The Book Thief

No, I’m not talking about the recent and popular novel by the same name. (Admittedly, I haven’t even read it yet but am told it is excellent.) I’m talking about the “Idea That Got Away” – presumably into somebody else’s head.
Say what, B.C.?
Just the other day I was watching an episode of ‘Supernatural’ (love those hunky brothers and awesome tunes!) and realized that the exact premise of the episode was a story idea I had squirreled away in the “Trunk” portion of my writing folder.  Now I’m sure a few of you are wondering what my “Trunk” is, so I’ll tell you.  The “Trunk” portion of my writing folder is where I store all the small ideas I get that don’t seem to go anywhere after a short time.  Most of the time these are short stories that I’d hoped to elaborate into something longer (since I am a novelist by preference), or they are stories I didn’t think were quite up to snuff – whether it was due to plot holes, stilted writing, or just corny ideas.  But seeing this episode of ‘Supernatural’ made me go back into my writing folder and re-read the story idea I’d had (according to the date and time stamp on the entry) more than 3 years ago and waaaay before the show’s writer’s came up with it.
What was it that made me decide this story wasn’t good enough?  Clearly, the idea had been good enough to use as a premise for a fairly well-known television show, so it couldn’t have been that.  (Although I did see the annotation I’d made at the end of the idea summary that simply stated ‘Credible enough?‘)  It hadn’t been that I wanted to later turn the idea into a longer story because the folder contained only an idea summary and the original scene that demanded to be written.  So what had kept me from fleshing out the idea I’d had before the damn lovely writers at ‘Supernatural’ and making my own profit from this idea?  After a good deal of thought, I was pretty sure I had figured out what the problem with this idea ended up being.

Self-doubt.
Oh, yes, folks!  The end-all, be-all of book thieves – doubt.  Self doubt is probably the single-most killer of stories all over the world.  One could equate doubt to the heart attack; the #1 killer.
Many people could argue that lack of time and motivation kills more stories than ever doubt could.  But I’d like to point out the millions (upon probably millions) of novels, short stories, lyrics, and poems that are floating around in existence, unpublished due to that nagging little thought in the back of their author’s brains.  What I write isn’t good enough; what I write will never be as good as (fill in the blank).
Several years ago a teacher once told me to “Forget coming up with something original.  There are no original ideas anymore in literature; they’ve all been done and redone.  But what you should do is try to make the ideas that are already out there as YOU as possible.  Because any new ingredient added to an old recipe makes it new and yours.”  I took this advice and ran with it.  I realized that plots for stories, while varied slightly, are pretty tried and true and it would be impossible to come up with a 100% unique story that no one had ever heard before.  But what I could do is lend my voice, my personality, and how I write to these stories.
Now I’m not saying that I go out and rip off other people’s plots.  But you have to admit that girl-meets-boy is a pretty straight forward plot whether it’s with were-girl-meets-vamp-boy or alien girl-meets-human boy or princess-meets-stable boy or even normal girl-meets-normal boy?  But it’s my voice that changes the story and makes it unique to me and for the reader.
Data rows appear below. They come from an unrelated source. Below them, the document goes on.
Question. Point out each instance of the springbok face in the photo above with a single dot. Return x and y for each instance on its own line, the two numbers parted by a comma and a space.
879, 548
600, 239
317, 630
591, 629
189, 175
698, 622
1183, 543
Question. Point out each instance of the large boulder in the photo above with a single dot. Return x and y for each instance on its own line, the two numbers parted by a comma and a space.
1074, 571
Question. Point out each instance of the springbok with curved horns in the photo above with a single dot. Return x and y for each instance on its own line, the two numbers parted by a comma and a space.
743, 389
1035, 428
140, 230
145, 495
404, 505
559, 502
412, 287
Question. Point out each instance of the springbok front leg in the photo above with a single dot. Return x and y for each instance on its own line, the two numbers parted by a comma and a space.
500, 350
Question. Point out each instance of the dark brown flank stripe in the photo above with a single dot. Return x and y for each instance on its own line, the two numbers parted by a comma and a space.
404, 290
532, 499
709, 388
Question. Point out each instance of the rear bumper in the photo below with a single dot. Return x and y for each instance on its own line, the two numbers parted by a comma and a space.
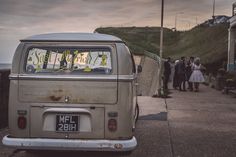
70, 144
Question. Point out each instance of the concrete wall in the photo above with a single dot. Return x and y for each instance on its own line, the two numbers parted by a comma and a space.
4, 95
149, 79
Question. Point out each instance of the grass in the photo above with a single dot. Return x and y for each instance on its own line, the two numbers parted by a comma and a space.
208, 43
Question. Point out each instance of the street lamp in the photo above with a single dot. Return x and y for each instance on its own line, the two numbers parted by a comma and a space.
176, 16
158, 92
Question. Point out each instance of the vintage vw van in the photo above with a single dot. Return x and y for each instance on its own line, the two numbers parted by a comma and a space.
72, 91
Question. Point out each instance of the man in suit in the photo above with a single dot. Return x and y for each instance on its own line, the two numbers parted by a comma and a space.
182, 74
167, 72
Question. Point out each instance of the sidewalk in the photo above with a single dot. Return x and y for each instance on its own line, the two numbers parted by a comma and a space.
202, 124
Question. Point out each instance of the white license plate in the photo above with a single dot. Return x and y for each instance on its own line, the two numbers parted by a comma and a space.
67, 123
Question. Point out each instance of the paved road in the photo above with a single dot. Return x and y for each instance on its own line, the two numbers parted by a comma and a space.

So back to my original thought – the book thief that is self doubt.
Self doubt is the one thing that all writers have, no matter how successful they’ve been in the past.  Everyone who has an idea scrutinizes that idea (whether it’s before they write it, while they write it, or after they write it) under the harshest light.  Because that idea has to win out against every doubt we might have for that story.  (In my case, my doubt was that the idea might not be credible to the readers.)  Clearly I found my idea lacking in some way; somehow it didn’t measure up.  The true irony is that 3 years later I’m watching it on a nationally syndicated television show where millions of viewers thought it was plenty credible – at least if two hunky brothers listening to awesome tunes were included.  Just makes me realize that any time that little voice talks up and asks me if what I’m writing is good enough, I should just tell it to fuck off…
And then write two hunky brothers listening to awesome tunes into the mix.

B.C. Brown

2 thoughts on “The Book Thief”

  1. So true! That question of originality has hit me hard many times. Then I read something similar to what your teacher said and realized the originality was inside me. It was an aha! moment and a duh! moment all at once. I'm going to have to remember the hunky brothers and awesome music approach ๐Ÿ˜€

  2. I watch the TV show Fringe. They had a character on, a previous episode, who could read minds. He very much resembled your character Abbey, who could not close it off. I thought of you when I saw it. I've had the same thing happen. I hate it when one of my "brilliant" ideas is presented by someone else. Especially since I thought of it first. It motivates me to keep on.